4) MSCI published the results of its biannual index review of all its indices in May 2022.The MSCI China Index added 33 stocks and eliminated 45 stocks. We suggest that we pay attention to the potential positive impact of this adjustment on Orient Overseas, Xtep International, Yitai B, Pop Mart International and JD Health, as well as the potential negative impact on Bohai Bank, Huabao International, R & F Real Estate, Liwen Paper, The Wharf and Gao Xin retail. All the above adjustments will be implemented after the close on May 31 and will take effect on June 1.

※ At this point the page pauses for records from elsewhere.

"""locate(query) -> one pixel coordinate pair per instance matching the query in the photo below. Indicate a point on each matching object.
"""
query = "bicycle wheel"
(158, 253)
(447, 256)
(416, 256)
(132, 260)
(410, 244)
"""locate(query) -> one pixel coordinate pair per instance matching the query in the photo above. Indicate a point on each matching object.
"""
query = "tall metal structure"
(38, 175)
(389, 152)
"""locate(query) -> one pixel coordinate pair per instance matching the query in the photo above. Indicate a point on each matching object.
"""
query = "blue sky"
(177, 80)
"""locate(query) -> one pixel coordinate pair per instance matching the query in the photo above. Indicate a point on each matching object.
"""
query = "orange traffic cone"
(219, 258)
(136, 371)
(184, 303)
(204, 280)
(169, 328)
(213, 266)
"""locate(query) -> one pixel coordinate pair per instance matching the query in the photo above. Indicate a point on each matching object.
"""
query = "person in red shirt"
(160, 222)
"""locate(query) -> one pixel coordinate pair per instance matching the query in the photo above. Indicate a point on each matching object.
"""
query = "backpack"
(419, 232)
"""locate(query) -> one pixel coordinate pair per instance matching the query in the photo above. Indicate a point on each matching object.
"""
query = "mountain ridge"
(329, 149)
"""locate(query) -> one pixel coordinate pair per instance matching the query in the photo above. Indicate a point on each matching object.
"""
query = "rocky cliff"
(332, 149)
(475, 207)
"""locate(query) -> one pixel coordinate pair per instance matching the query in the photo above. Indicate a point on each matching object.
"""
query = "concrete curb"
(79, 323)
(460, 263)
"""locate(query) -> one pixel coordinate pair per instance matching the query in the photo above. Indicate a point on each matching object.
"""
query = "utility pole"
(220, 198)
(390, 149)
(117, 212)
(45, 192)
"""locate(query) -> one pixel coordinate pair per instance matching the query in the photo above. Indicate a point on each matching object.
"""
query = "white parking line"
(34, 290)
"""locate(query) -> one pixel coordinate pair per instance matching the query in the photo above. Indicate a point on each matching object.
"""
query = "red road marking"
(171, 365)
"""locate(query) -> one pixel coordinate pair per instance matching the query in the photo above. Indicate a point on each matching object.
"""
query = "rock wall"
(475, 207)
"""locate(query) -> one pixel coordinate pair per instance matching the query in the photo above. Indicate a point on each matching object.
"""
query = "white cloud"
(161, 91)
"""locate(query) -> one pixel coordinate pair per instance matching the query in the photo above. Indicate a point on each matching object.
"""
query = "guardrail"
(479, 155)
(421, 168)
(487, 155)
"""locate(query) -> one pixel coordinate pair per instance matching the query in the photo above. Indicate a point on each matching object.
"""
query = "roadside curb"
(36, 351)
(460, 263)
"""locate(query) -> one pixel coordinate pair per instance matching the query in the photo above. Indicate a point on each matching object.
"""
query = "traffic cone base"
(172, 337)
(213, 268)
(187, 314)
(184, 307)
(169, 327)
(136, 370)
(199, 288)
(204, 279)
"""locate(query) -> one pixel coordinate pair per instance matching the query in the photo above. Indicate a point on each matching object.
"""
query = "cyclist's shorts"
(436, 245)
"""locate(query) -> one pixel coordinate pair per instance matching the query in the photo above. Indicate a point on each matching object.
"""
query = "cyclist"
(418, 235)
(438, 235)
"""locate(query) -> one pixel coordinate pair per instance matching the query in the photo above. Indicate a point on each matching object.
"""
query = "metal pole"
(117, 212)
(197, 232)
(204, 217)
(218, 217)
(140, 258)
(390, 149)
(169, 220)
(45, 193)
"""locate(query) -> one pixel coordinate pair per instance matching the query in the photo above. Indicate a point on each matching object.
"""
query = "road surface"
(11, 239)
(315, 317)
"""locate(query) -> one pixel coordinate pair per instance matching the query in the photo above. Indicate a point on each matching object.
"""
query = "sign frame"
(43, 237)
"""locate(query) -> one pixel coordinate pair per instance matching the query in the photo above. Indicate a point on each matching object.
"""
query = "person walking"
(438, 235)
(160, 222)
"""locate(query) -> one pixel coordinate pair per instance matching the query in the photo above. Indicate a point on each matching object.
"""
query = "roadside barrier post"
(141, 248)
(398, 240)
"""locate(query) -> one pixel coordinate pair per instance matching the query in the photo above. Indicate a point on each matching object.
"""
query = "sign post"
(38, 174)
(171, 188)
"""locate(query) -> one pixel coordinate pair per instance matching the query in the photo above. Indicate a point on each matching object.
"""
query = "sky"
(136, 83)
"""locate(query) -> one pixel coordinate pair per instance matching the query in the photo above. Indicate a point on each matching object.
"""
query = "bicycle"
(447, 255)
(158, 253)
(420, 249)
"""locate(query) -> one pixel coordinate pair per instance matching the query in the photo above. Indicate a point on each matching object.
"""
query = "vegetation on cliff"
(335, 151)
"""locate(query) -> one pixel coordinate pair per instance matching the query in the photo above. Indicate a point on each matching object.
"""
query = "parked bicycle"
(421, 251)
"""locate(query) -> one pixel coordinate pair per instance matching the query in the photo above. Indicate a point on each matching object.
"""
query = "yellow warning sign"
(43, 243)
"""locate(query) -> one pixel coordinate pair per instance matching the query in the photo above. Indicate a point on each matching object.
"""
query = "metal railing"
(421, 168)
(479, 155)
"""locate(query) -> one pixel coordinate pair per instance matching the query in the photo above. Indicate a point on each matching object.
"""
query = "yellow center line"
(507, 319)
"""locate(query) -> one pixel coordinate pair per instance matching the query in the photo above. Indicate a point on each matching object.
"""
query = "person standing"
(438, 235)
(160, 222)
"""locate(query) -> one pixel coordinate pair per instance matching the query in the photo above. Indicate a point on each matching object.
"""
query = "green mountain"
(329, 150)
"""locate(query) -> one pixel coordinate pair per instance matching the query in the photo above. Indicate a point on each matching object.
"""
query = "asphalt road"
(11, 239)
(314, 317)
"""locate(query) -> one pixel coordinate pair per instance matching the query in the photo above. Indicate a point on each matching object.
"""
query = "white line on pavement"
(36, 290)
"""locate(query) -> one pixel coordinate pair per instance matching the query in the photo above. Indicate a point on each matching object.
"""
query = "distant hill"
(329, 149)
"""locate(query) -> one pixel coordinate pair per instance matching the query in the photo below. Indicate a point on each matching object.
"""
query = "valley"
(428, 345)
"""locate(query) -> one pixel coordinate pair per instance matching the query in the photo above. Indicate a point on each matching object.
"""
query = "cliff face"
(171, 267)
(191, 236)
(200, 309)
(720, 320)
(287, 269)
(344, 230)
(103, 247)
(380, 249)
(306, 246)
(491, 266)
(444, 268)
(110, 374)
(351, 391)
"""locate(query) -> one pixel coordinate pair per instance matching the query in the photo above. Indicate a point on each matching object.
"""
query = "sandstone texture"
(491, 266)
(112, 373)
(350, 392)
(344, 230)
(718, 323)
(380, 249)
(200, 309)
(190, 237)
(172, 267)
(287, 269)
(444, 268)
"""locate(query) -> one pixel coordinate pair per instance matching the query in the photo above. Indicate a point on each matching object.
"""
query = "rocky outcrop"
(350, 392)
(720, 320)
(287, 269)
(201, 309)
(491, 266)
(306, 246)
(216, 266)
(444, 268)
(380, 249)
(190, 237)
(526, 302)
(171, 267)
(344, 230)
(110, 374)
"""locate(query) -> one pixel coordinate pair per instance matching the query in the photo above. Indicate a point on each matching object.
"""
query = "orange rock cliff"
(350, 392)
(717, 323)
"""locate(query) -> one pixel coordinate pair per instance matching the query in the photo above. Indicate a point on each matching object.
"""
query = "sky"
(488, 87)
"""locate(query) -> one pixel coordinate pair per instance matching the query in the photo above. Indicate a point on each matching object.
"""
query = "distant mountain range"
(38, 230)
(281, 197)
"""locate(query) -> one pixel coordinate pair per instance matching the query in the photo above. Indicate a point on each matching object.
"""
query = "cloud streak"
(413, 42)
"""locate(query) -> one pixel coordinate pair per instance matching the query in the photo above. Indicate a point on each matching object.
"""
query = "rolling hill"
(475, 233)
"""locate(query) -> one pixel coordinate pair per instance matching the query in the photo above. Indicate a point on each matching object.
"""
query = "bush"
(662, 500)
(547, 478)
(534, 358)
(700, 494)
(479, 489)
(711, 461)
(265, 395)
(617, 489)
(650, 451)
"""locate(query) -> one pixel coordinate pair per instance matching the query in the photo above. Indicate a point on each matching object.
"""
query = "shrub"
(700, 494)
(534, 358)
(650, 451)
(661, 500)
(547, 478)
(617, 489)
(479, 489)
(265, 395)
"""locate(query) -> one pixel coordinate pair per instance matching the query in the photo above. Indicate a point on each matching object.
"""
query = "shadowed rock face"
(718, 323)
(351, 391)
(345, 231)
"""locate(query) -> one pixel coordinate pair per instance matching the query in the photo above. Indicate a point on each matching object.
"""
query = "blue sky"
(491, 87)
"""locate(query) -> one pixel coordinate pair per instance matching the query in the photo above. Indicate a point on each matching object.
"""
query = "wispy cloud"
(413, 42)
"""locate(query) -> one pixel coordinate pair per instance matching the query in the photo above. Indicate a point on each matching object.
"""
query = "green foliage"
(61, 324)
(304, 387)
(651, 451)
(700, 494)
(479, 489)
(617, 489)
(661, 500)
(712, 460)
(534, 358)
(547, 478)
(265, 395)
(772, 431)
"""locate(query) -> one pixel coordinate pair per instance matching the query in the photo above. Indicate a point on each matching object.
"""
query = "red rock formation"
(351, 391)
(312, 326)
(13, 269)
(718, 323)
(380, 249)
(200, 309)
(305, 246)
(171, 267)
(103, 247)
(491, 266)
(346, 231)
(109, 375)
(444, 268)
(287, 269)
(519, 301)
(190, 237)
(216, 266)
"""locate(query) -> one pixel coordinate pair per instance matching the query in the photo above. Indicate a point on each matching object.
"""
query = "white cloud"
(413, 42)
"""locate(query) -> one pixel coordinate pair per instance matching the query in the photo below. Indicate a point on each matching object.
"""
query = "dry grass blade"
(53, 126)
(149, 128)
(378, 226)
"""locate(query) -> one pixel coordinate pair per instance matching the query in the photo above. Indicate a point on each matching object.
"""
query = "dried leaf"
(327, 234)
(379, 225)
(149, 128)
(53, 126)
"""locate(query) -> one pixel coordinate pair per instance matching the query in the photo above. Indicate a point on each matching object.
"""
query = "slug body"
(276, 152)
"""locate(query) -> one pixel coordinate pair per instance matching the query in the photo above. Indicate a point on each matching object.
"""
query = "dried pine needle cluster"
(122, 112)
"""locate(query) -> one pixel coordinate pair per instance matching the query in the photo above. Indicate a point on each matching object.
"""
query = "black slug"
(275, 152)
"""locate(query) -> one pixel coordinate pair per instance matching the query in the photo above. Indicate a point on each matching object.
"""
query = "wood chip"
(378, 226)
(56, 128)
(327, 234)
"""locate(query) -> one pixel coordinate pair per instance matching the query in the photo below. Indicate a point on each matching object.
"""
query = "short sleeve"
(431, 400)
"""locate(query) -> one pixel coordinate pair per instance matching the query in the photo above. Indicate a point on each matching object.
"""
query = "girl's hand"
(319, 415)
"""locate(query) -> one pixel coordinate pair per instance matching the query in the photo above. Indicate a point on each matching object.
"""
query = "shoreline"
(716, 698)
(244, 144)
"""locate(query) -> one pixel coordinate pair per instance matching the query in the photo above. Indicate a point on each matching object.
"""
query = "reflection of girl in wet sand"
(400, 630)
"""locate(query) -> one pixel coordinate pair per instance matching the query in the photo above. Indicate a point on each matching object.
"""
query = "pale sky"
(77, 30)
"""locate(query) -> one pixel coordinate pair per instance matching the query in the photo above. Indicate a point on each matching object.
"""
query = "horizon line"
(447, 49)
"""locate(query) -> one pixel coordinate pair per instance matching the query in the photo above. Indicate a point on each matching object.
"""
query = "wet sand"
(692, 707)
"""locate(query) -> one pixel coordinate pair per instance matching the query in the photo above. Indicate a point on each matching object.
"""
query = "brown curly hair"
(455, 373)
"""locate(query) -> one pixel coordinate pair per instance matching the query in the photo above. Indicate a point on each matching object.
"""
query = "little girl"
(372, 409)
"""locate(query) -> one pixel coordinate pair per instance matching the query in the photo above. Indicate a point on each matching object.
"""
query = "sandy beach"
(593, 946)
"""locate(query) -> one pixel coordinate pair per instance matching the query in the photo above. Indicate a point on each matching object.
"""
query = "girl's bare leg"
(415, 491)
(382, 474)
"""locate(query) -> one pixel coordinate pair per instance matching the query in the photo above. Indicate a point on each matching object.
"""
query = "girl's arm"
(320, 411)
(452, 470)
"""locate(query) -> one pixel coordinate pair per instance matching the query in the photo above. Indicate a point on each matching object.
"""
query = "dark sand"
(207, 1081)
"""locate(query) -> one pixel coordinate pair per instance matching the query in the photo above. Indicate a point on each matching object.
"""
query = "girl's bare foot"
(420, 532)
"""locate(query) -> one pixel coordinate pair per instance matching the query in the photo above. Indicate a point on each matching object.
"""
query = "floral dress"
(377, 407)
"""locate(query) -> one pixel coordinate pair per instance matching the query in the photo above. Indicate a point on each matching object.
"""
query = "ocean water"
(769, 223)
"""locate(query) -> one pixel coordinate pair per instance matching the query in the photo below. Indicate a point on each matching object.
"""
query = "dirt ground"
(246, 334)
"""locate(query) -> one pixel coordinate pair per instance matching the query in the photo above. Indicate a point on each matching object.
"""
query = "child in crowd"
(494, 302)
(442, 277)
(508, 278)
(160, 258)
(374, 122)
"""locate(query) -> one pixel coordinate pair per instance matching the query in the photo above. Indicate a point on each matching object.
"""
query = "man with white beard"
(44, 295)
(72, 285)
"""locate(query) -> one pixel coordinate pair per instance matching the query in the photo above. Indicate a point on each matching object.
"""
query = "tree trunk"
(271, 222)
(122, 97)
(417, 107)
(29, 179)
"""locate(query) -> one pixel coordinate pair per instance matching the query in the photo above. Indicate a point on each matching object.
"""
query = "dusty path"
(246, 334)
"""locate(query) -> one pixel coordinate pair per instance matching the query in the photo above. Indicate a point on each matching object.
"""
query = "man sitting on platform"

5) liquidity: southward capital inflows continued last week, while overseas funds turned to net outflows.The average daily inflow of southbound funds last week was HK $5 billion, up from HK $1.7 billion the previous week. Mainland investors mainly buy Meituan and Tencent and sell Country Garden Holdings and China Shenhua Energy. At the same time, a total of $1.4 billion of overseas funds flowed out of the Hong Kong stock market (as of Wednesday), including both active and passive funds, with outflows of $680 million and $750 million, respectively.

Figure 6: southbound capital inflows continued last week, while overseas funds turned to net outflows

图片

Source: EPFR, Wande Information, China International Capital Corporation Research Department

Investment suggestion

On the whole, we believe that the short-term market will continue to consolidate, investment sentiment still needs time to repair, and more positive policies are expected. We judge that opportunities outweigh risks in the medium term. On the sector side, we believe that high dividend targets and low valuation targets, such as some financial, telecommunications and energy sectors, will provide investors with more protection from the current market volatility. At the same time, we recommend that we focus on high-quality growth stocks with sufficient valuation correction, but less affected by the overall macro environment, which can still provide steady growth.

Focus on events

1) China's economic growth and policy changes; 2) geopolitical situation; 3) epidemic changes; 4) Sino-US relations.

Edit / lydia

The translation is provided by third-party software.


The above content is for informational or educational purposes only and does not constitute any investment advice related to Futu. Although we strive to ensure the truthfulness, accuracy, and originality of all such content, we cannot guarantee it.